Member of the Legislative Assembly of Alberta
- In office 1982–1988
- Preceded by: Stewart McCrae
- Succeeded by: Pat Nelson
- Constituency: Calgary-Foothills

Personal details
- Born: July 22, 1931 Edmonton, Alberta
- Died: December 18, 1988 (aged 57)
- Party: Progressive Conservative
- Occupation: educator for 17 years, politician for 5 years

= Janet Koper =

Canadian politician (1931–1988)

Janet Shirley Koper (July 22, 1931 – December 18, 1988) was a provincial level politician from Alberta, Canada.
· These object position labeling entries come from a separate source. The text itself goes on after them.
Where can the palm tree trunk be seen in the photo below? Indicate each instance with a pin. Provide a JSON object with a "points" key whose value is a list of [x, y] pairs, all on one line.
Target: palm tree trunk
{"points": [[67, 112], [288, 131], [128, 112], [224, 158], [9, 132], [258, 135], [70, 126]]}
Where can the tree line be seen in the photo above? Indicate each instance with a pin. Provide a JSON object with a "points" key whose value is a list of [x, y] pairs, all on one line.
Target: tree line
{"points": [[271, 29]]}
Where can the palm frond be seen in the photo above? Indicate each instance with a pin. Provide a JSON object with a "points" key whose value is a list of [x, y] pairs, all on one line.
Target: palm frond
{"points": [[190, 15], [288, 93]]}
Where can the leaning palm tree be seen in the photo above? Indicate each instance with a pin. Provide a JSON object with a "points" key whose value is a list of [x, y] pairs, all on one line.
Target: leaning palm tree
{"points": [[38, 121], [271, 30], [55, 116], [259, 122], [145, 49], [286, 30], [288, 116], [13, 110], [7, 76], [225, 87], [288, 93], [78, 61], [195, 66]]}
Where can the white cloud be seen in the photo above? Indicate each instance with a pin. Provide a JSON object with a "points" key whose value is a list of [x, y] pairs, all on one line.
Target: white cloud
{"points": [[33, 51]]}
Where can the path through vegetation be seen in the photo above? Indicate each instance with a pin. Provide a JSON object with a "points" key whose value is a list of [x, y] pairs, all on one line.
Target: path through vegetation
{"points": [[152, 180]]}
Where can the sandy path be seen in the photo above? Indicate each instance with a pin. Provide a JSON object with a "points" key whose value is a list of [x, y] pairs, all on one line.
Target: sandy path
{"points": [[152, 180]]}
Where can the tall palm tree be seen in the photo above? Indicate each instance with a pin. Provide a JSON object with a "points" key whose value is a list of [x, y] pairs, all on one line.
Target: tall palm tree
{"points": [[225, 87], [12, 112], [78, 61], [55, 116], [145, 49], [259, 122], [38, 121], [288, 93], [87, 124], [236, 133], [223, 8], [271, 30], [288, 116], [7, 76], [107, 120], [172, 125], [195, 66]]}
She served as a member of the Alberta Legislature from 1982 to 1988 sitting as a member of the governing Progressive Conservative caucus.

==Political career==
Koper started her career as an educator, principal, and later a superintendent for the Calgary Public School Board. She ran for a seat to the Alberta Legislature for the first time in the 1982 Alberta general election. She won handily defeating four other candidates to hold the Calgary-Foothills electoral district for the governing Progressive Conservative caucus. During her term as MLA, Janet sponsored three crucial bills: The Public Health Act, The Child Transportation Safety Act, and the Maintenance Enforcement Act.

She was re-elected with a reduced majority to her second term in the 1986 Alberta general election. She died of cancer while still holding office in 1988.